TAMPA — In Tampa's mayoral race, candidate Rose Ferlita says she has the home field advantage over opponent Bob Buckhorn.
Her roots in Ybor City go back three generations. When she was growing up, dinner conversations started in English, moved into Spanish and ended in Italian. She reminds voters of her background at almost every chance, at times breaking out a few phrases in Spanish.
"The fact that I am part of the Hispanic population certainly gives me the leg up because they can trust somebody who is part of their community," Ferlita, 65, said.
Ferlita is counting on votes from Tampa's Hispanic community to help her become mayor in the March 22 runoff.
But so is Buckhorn.
A Tampa resident for 25 years, Buckhorn said support gained from the Hispanic/Latino community along the way has been an intimate part of his life.
"We've walked the neighborhoods. We are working the coffee shops. We are doing everything humanly possible to get their vote," Buckhorn said. "I mean, I don't speak Spanish, but I am as ingrained in West Tampa and Spanish-speaking neighborhoods as any official could be."
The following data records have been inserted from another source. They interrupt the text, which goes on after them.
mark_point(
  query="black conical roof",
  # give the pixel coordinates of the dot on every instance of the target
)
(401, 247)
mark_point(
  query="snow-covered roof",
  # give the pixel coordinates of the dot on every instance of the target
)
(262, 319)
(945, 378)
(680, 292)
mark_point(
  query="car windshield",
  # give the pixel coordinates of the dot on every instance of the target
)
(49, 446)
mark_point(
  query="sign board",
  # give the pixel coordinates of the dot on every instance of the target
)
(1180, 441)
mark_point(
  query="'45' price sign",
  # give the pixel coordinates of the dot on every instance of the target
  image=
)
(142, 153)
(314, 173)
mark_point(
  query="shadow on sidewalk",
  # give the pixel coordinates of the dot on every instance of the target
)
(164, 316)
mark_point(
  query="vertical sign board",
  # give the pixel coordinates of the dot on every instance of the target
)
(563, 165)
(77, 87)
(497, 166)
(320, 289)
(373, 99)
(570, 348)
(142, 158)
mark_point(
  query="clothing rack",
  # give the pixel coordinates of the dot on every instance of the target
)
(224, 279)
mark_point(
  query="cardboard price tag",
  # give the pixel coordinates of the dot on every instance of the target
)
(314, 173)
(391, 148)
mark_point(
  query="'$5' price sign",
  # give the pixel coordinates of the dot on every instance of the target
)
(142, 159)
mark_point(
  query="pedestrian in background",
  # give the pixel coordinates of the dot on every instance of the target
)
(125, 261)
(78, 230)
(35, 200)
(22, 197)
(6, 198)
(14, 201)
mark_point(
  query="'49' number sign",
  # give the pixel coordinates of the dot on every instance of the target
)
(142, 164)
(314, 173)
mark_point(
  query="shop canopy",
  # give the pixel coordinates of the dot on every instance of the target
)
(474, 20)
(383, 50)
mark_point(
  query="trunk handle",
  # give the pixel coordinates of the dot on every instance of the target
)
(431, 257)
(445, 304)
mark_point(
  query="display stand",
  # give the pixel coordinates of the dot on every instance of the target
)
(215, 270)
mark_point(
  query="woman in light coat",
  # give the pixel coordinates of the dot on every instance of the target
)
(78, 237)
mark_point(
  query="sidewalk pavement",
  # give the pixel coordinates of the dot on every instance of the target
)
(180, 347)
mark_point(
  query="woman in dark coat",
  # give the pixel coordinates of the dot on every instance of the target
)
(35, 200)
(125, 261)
Voters in West Tampa like that Ferlita speaks their language and knows their culture, and some of the community's Cuban exiles support Buckhorn because he helped them in the past, said Tony Morejon, Hispanic affairs liaison for Hillsborough County government.
Morejon said Hispanics will show up to vote, and he expects to see either candidate include them in executive and other levels of a new administration.
"At least a quarter of this community is Hispanic, and it should reflect there," Morejon said.
According to U.S. census five-year estimates through 2009, 22 percent of Tampa's 335,406 residents are Hispanic/Latino. Nationally, about 15 percent of the population is Hispanic/Latino.
Buckhorn said he has provided service to the Hispanic community as an elected official just as he has to other communities throughout Tampa. Voters in West Tampa want a safe neighborhood and prosperous economy like anyone else, he said, and he's not approaching them differently during the campaign.
"They aspire to the same things," Buckhorn, 52, said. "They want folks who are honest, who are competent, who are prepared and who have a plan."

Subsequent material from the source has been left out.